L’échantillon de bridgmanite utilisé a été synthétisé à partir d’oxydes (SiO2, MgO, FeO et Mg(OH)2) à haute température (1450 °C) et sous très haute pression (24 GPa). Le cristal obtenu a ensuite été introduit dans une cellule à enclumes de diamant, chauffée avec un laser pulsé. L’emploi d’une sonde supercontinuum à impulsions courtes avec une luminosité ultra-élevée, au lieu de la source de lumière halogène utilisée conventionnellement, a permis d’obtenir un spectre d’absorption de très haute qualité, même à très haute température et sur un temps de mesure extrêmement court (10 ms).
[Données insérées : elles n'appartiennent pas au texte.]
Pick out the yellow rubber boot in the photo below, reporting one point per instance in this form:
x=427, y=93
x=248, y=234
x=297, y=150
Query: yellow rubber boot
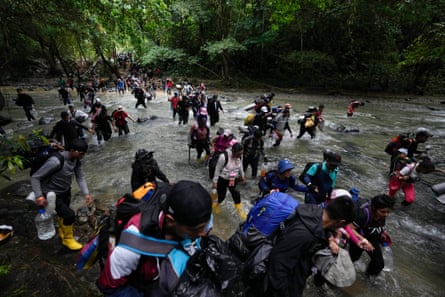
x=240, y=211
x=59, y=227
x=216, y=207
x=68, y=238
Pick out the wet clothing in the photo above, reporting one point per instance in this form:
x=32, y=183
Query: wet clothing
x=372, y=231
x=308, y=124
x=50, y=178
x=322, y=178
x=226, y=177
x=290, y=261
x=174, y=105
x=272, y=181
x=213, y=108
x=221, y=143
x=407, y=186
x=101, y=121
x=253, y=150
x=281, y=124
x=200, y=139
x=67, y=131
x=120, y=121
x=127, y=271
x=65, y=95
x=146, y=171
x=140, y=97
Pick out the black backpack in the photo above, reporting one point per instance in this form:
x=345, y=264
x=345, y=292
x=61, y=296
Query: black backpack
x=41, y=158
x=306, y=168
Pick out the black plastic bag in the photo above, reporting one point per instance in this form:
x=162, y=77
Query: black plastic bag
x=213, y=271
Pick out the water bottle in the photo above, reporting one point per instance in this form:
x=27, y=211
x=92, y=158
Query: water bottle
x=214, y=195
x=45, y=225
x=263, y=169
x=387, y=257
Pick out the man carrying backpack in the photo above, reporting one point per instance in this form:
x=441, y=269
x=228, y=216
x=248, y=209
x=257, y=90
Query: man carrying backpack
x=184, y=218
x=321, y=177
x=309, y=231
x=52, y=177
x=280, y=180
x=145, y=169
x=369, y=222
x=228, y=171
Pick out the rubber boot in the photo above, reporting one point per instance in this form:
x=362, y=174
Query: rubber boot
x=68, y=238
x=240, y=211
x=59, y=227
x=216, y=207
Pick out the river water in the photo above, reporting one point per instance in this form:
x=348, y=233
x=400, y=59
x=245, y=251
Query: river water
x=417, y=232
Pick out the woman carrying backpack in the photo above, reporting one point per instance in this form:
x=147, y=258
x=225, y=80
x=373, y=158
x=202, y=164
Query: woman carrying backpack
x=227, y=175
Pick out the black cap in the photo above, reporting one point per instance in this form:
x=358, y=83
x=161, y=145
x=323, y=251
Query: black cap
x=189, y=203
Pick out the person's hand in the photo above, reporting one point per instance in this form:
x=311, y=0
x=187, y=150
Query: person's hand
x=41, y=201
x=333, y=246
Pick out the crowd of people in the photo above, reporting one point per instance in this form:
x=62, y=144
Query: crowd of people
x=329, y=219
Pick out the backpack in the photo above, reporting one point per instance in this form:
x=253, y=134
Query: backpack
x=42, y=156
x=148, y=199
x=306, y=168
x=255, y=239
x=396, y=143
x=214, y=160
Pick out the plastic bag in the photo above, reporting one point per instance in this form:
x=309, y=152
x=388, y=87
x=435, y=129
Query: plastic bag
x=213, y=271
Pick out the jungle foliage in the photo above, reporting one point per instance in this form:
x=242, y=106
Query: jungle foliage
x=394, y=45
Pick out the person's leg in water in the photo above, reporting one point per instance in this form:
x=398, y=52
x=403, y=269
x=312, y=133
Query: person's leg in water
x=221, y=188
Réduire le temps de mesure a permis de limiter la séparation chimique indésirable induite lors du chauffage laser.
« Ce système de mesure nous a permis de montrer que la conductivité thermique de la bridgmanite est environ 1,5 fois plus élevée que prévu », déclare Murakami dans un communiqué. L’équipe rapporte une conductivité thermique radiative d’environ 5,3 ± 1,2 W/mK ; cette valeur ajoutée à la conductivité thermique du réseau (évaluée à 10 W/mK) porte la conductivité thermique globale de la bridgmanite à environ 15,2 W/mK — une valeur 1,5 fois supérieure à celle admise suite à de précédentes recherches.
Un effet d’emballement du refroidissement
La valeur de conductivité thermique étant plus élevée au niveau du manteau inférieur que la valeur précédemment attendue suggère que le transfert de chaleur du noyau vers le manteau est également plus rapide que ne le pensaient les experts jusqu’à présent. Et à son tour, un plus grand flux de chaleur augmente les mouvements de convection du manteau, ce qui accélère le refroidissement de la planète. Conséquences ? La tectonique des plaques, justement entretenue par les mouvements convectifs du manteau, pourrait s’amenuiser plus rapidement. « [Nos résultats] suggèrent que la Terre, comme les autres planètes rocheuses Mercure et Mars, se refroidit et devient inactive beaucoup plus rapidement que prévu », explique Murakami.
Cette étude a par ailleurs permis de mettre en évidence que le refroidissement rapide du manteau modifie les minéraux qui composent la frontière noyau-manteau. Et il se trouve que le phénomène sert en quelque sorte de catalyseur de refroidissement : en effet, lorsqu’elle refroidit, la bridgmanite se transforme en post-pérovskite minérale. Or, cette forme minérale conduit encore mieux la chaleur que la bridgmanite. Ainsi, si la post-pérovskite commence à dominer dans le manteau inférieur, le refroidissement de celui-ci s’accélère de plus belle.
Lorsque les mouvements convectifs du manteau cesseront pour de bon, la Terre deviendra une planète « morte ». Quand cela se produira-t-il ? Impossible de le prédire pour le moment, selon Murakami. « Nous n’en savons pas encore assez sur ce type d’événements pour déterminer avec précision leur chronologie ». En outre, d’autres facteurs entrent en jeu, tels que la désintégration des éléments radioactifs à l’intérieur de la Terre, qui elle aussi génère beaucoup de chaleur et affecte la dynamique du manteau. Mais une chose est sûre, nous ne serons plus là pour assister à l’événement.